From the Guidelines
Rigors are a medical emergency that requires immediate attention, as they can be a sign of a life-threatening infection, such as catheter-associated urinary tract infections (CA-UTIs), which have a mortality rate of approximately 10% 1.
Causes and Risk Factors
Rigors are intense, uncontrollable shivering episodes often accompanied by a rapid rise in body temperature, typically indicating an underlying infection or inflammatory process. Common causes include bacterial infections (particularly bloodstream infections like sepsis), malaria, urinary tract infections, pneumonia, and occasionally medication reactions or cancer.
- Catheter-associated UTIs are a leading cause of secondary health care–associated bacteremia, with a mortality rate of approximately 10% 1.
- The incidence of bacteriuria associated with indwelling catheterisation is 3–8% per day 1.
- Catheterisation duration is the most important risk factor for CA-UTI development 1.
Management
When experiencing rigors, it's essential to seek medical attention promptly as they often signal a serious condition requiring treatment. Management includes addressing the underlying cause with appropriate antibiotics for bacterial infections, antimalarials for malaria, or other specific treatments based on diagnosis.

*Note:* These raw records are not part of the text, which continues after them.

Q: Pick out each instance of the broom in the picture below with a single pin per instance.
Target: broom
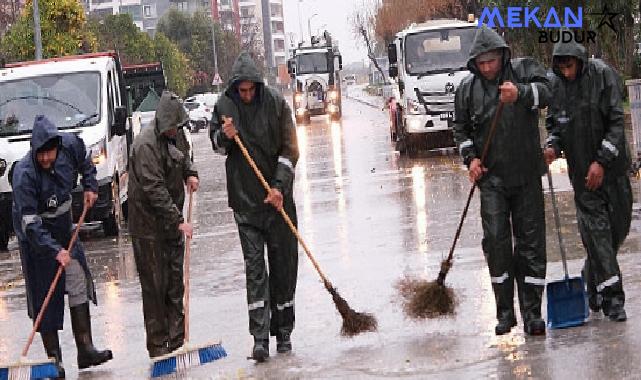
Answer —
(29, 369)
(353, 322)
(187, 356)
(432, 299)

- Supportive care involves fever reduction with acetaminophen (500-1000mg every 6 hours) or ibuprofen (400-600mg every 6-8 hours), maintaining hydration, and applying warm blankets during the shivering phase.
- In cases of immunotherapy-related toxicities, such as cytokine release syndrome (CRS), management may involve tocilizumab, dexamethasone, or other therapies, depending on the grade of toxicity 1.
Importance of Prompt Medical Attention
Rigors differ from normal chills in their intensity and association with rapidly rising fever, making them an important clinical sign that shouldn't be ignored, especially in vulnerable populations like the elderly or immunocompromised.
- Prompt medical attention is crucial to prevent serious complications, such as sepsis, organ failure, or even death.
- A systematic review and meta-analysis demonstrated that patients at high risk of CA-UTI were female, had prolonged catheterisation duration, had diabetes, and had longer hospital and intensive care unit stays 1.
From the Research
Rigors
- Rigors are not directly mentioned in the provided studies, however, fever is discussed in relation to infection and treatment options 2.
- Fever is a complex physiologic response triggered by infectious or aseptic stimuli, and elevations in body temperature occur when concentrations of prostaglandin E(2) (PGE(2)) increase within certain areas of the brain 2.
- Antipyretics such as aspirin have been widely used to relieve fever, and they work by inhibiting the enzyme cyclooxygenase and reducing the levels of PGE(2) within the hypothalamus 2.
- The use of antipyretics may not be indicated for all febrile conditions, as they may contribute to patient discomfort, interfere with accurately assessing patients receiving antimicrobials, or predispose patients to adverse effects from other medications 2.
- In the context of urinary tract infections (UTIs), symptomatic treatment with ibuprofen has been compared to antibiotic treatment with ciprofloxacin, and the results suggest that ibuprofen may be a viable alternative for uncomplicated UTIs 3.
- However, it is essential to note that the provided studies do not directly address the topic of rigors, and more research would be needed to fully understand the relationship between rigors and the discussed treatment options 4, 5, 6.